Laboratory of Emergency Medicine, Second Clinical Medical College of Xuzhou Medical University, Xuzhou, 221004, China.
J Stroke Cerebrovasc Dis. 2022 Jul;31(7):106516. doi: 10.1016/j.jstrokecerebrovasdis.2022.106516. Epub 2022 Apr 28.
Our preliminary experiments indicate that receptor-interacting protein 3 (RIP3) is S-nitrosylated and contributes to its autophosphorylation (activation) after 3 h of rat brain ischemia/reperfusion mediated by activation of the N-methyl-D-aspartate receptor (NMDAR)-dependent neuronal NO synthase (nNOS) and is involved in the process of neuronal injury. Here, we will to demonstrate whether S-nitrosylation of RIP3 facilitates the activation of the downstream signaling pathway and finally exacerbates ischemic neuron death.

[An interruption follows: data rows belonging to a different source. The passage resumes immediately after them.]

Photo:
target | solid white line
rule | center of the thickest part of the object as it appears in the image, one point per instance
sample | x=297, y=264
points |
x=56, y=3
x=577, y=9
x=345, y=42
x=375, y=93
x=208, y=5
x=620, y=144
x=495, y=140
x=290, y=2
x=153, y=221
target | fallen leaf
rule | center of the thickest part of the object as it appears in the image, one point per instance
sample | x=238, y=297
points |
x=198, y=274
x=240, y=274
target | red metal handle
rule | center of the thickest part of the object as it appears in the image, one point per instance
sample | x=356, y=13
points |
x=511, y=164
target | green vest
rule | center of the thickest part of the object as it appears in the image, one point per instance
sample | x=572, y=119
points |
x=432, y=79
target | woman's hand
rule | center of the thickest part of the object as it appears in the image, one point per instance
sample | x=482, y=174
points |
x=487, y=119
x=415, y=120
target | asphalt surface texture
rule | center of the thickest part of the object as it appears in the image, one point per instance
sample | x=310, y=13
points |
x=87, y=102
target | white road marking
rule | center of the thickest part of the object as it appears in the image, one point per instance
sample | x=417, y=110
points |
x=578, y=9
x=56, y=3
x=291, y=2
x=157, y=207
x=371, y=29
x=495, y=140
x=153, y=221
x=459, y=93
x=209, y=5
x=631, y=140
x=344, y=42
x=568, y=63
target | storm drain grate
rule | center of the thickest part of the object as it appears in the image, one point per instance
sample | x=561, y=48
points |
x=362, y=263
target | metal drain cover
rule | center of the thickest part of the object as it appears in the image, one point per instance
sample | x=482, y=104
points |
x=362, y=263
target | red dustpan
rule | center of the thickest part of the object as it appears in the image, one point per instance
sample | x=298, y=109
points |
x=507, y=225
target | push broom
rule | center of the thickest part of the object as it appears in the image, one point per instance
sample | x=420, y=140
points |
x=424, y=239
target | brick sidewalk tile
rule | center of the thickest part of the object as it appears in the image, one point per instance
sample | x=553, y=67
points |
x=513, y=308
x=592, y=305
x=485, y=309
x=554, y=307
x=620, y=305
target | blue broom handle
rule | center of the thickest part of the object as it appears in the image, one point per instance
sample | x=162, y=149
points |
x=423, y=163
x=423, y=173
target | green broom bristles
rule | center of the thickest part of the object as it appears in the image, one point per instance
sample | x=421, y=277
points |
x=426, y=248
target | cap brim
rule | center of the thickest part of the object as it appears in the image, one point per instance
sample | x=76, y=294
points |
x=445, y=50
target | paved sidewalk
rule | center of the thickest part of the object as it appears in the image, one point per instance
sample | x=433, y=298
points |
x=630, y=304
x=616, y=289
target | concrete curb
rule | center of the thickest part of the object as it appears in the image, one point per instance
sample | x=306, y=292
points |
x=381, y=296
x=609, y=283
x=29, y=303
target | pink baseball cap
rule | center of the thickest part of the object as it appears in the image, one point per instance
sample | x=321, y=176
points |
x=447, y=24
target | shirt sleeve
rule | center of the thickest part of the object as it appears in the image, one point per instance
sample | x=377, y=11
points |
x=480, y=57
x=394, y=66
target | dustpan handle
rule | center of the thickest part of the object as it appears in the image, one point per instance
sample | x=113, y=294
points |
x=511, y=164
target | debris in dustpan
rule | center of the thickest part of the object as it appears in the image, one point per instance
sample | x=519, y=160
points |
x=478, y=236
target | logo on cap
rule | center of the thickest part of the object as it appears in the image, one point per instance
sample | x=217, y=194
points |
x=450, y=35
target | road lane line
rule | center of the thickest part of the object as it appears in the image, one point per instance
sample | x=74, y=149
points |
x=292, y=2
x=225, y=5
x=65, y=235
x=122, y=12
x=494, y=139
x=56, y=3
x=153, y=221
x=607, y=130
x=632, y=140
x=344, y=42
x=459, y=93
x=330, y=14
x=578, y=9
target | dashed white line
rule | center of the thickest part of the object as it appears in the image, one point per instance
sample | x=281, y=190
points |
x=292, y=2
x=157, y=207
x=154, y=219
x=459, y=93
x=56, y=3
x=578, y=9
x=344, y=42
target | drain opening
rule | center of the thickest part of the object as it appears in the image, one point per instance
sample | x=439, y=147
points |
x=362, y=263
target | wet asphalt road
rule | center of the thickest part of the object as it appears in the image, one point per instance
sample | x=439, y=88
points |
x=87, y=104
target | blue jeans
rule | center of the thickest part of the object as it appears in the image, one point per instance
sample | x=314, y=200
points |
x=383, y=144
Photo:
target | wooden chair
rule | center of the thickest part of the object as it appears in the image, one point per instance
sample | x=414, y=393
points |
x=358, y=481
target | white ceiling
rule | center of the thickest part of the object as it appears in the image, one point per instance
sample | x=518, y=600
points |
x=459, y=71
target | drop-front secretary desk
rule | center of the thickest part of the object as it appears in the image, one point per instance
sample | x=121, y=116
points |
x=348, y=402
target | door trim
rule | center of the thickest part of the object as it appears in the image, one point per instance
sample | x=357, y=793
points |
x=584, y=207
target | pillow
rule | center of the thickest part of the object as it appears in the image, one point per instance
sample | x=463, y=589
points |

Adult male Sprague-Dawley rat transient brain ischemia/reperfusion and cortical neurons oxygen and glucose deprivation (OGD)/reoxygenation models were performed. The hippocampal CA1 regions or cultured cells were homogenized and the cytosolic fraction were collected as tissue samples. Coimmunoprecipitation and western blot analysis were carried out for detecting phosphorylation of RIP1 and mixed lineage kinase-like domains (MLKL) and the Cleaved-Caspase8 (Cl-Caspase8). The activities of Glycogen phosphorylase (PYGL), Glutamate-ammonia ligase (GLUL) and Glutamate dehydrogenase (GLUD1) were detected with ultraviolet absorption method.
This study showed that active RIP3 could phosphorylate RIP1 and MLKL through its kinase activity, promote the conversion of Caspase8 to active Cl-Caspase8, enhance the activities of PYGL, GLUL and GLUD1, and finally aggravate neuronal injury in cerebral ischemia/reperfusion. The inhibition of RIP3 S-nitrosylation inhibited the phosphorylation of RIP1 and MLKL, inhibited the activities of Caspase8, PYGL, GLUL, and GLUD1, and alleviated neuronal damage in cerebral ischemia/reperfusion.
S-nitrosylation of RIP3 increased RIP1 and MLKL phosphorylation levels, Cl-Caspase8 content and PYGL, GLUL and GLUD1 activities and aggravated neuronal damage during cerebral ischemia/reperfusion and regulating the S-nitrosylation of RIP3 and its downstream signaling pathway might be a therapeutic target for stroke.
我们的初步实验表明,受体相互作用蛋白 3(RIP3)在大鼠脑缺血/再灌注 3 小时后被 S-亚硝基化,并通过 N-甲基-D-天冬氨酸受体(NMDAR)依赖性神经元一氧化氮合酶(nNOS)的激活而被激活,这与神经元损伤过程有关。在这里,我们将证明 RIP3 的 S-亚硝基化是否促进下游信号通路的激活,最终加剧缺血性神经元死亡。
采用成年雄性 Sprague-Dawley 大鼠短暂性脑缺血/再灌注和皮质神经元氧葡萄糖剥夺(OGD)/复氧模型。将海马 CA1 区或培养细胞匀浆,收集胞质部分作为组织样本。进行免疫共沉淀和 Western blot 分析,以检测 RIP1 和混合谱系激酶样结构域(MLKL)的磷酸化以及 Cleaved-Caspase8(Cl-Caspase8)的含量。采用紫外吸收法检测糖原磷酸化酶(PYGL)、谷氨酸-氨连接酶(GLUL)和谷氨酸脱氢酶(GLUD1)的活性。
本研究表明,活性 RIP3 可以通过其激酶活性磷酸化 RIP1 和 MLKL,促进 Caspase8 向活性 Cl-Caspase8 的转化,增强 PYGL、GLUL 和 GLUD1 的活性,最终加重脑缺血/再灌注后的神经元损伤。RIP3 的 S-亚硝基化抑制可抑制 RIP1 和 MLKL 的磷酸化,抑制 Caspase8、PYGL、GLUL 和 GLUD1 的活性,减轻脑缺血/再灌注后的神经元损伤。
RIP3 的 S-亚硝基化增加了 RIP1 和 MLKL 的磷酸化水平、Cl-Caspase8 含量以及 PYGL、GLUL 和 GLUD1 的活性,加重了脑缺血/再灌注过程中的神经元损伤,调节 RIP3 的 S-亚硝基化及其下游信号通路可能是中风的治疗靶点。